We were invited along to one of Tina’s dining nights where a special four-course menu is prepared with a theme; tonight’s was Eat East, a whole Asian menu fused together tastefully with Thai, Indian, and Chinese being a few themes of the evening.

The first thing that hits you when you walk through the door of 14 Broad Street is the smell. Its like some sort of olfactory welcome party, with the strong smell of spices filling every inch of cubic airspace.  It was a busy evening and, as a first for one of Tina’s events, there were named spaces as a group of friends wanted to be together.

There was no written menu, each dish was announced by our host at the beginning of each course with a wonderful fusion of different eastern styles of cooking.

The table was laid out with aperitifs, including Poppadoms; strips of scratch-made Samosa dough and to dip some home-made Mango Chutney; Aubergine Pickle and Lime Pickle.
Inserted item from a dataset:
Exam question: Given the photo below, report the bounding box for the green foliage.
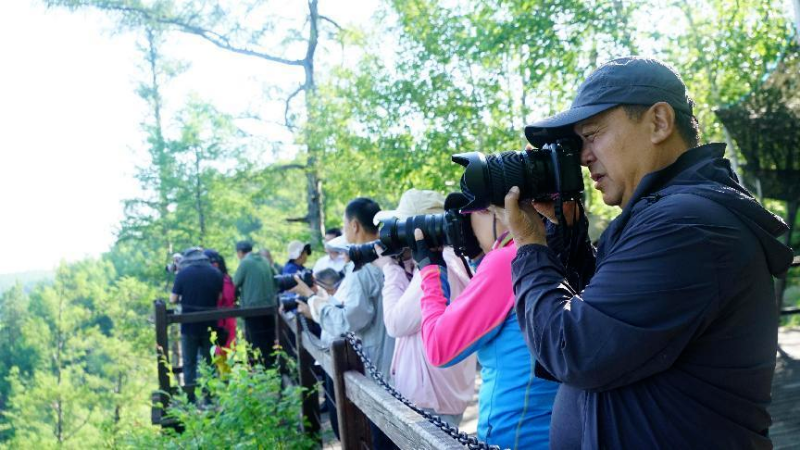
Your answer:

As guests started to filter in one by one, we met our table mates.  On my left was John & Meena, both retired residents of Ottery St Mary.  On my right was Gary and Helen from Copperhill Farm Meats, who were absolutely lovely.  We shared many laughs at our end of the table.
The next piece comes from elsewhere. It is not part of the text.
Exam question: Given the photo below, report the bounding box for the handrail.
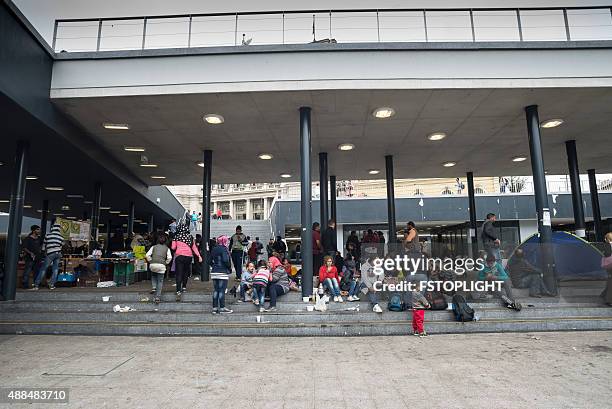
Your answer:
[52,6,612,51]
Our first course was Peking Duck Samosas served with a tamarind chutney and Chicken Satay on Yorkshire Pudding with a cucumber salad.  I liked the fact that Tina introduced the evening with her specialty; up to this point I had never had a Samosa Lady samosa, but with my SLS virginity taken, it was clear what the fuss was about.  Beautifully cooked duck wrapped in a crispy light home-made dough.
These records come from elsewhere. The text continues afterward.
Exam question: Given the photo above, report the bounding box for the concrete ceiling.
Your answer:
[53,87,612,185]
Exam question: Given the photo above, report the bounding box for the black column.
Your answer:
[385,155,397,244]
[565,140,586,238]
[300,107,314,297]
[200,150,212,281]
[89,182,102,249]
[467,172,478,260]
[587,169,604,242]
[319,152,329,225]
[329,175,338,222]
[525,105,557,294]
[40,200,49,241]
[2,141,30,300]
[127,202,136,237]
The wonderful Chicken Satay on Yorkshire pudding was an homage to Tina’s Northern heritage.  After moving from Africa to the Gujarti region of India, Tina’s parents (Mama Samosa was present tonight!) ended up in Yorkshire.  This was a fitting tribute with the exotic satay contrasting with a such a traditional British staple; as a fusion dish it worked really well with the similar buttery flavours and that nutty, slightly spicy edge to the chicken.

Before our main we were treated to a complimentary Spiced Rum and Ginger shot.  Down in one? Or sip? I deliberated, but opted for sipping it as I am a tad strange with alcohol.

Our main dish was a Thai Seafood Curry with Ginger & Garlic infused Pilau rice with curried spinach.  The curry included a medley of different seafoods and a beautifully scented rice. The dish felt so home-cooked, as if it had been cooked in Tina’s very own kitchen at home.

Throughout the meal Tina had assistance from a small army of helpers who assisted with prepping the food, serving the food and being accommodating to the various needs of the convivial gathering downstairs and the raucous birthday party upstairs who were also taking part in the meal.

Our dessert was a spin on the traditional.  A Sticky Toffee Pudding infused with cardamom, drizzled with a Chilli Toffee Sauce and topped with saffron clotted cream with crushed Pistachios as an option.

The pudding was light as I would imagine a pudding like this to be, the addition of the pistachios with the exotic accents of this traditional British dish really worked, saffron clotted cream is a first for me but it won’t be the last.  The chilli toffee sauce intermingled with the clotted cream, playing with texture and temperature.

Communal dining isn’t for everyone.  In fact for most Brits whose idea of ‘eating out’ involves a table away from the rest of the humanity in a dark corner of a soulless restaurant, the concept of having to sit with strangers within close proximity would send them screaming for the hills.  But once diners get past that initial apprehension, it is an easy way to make friends.

This type of dining experience was fun, even for an INFJ like myself  It was immensely entertaining, and when the wine/beer/shots flow, your friend count rises gradually.

EE RecommendsTina knows how to do a dining night.  More than one person recounted ‘the time when’ something fun happened at a previous event (I think dancing on tables was involved?…), Tina has a definite band of avid supporters and it is clear to see why.  From the moment the community banded around to support her setting-up shop, that support hasn’t wavered and there is a definite place for her with her delicious smells in the heart (physical and emotional) of Ottery St Mary.

The evening cost was £35 per head.  It was BYO with table water available.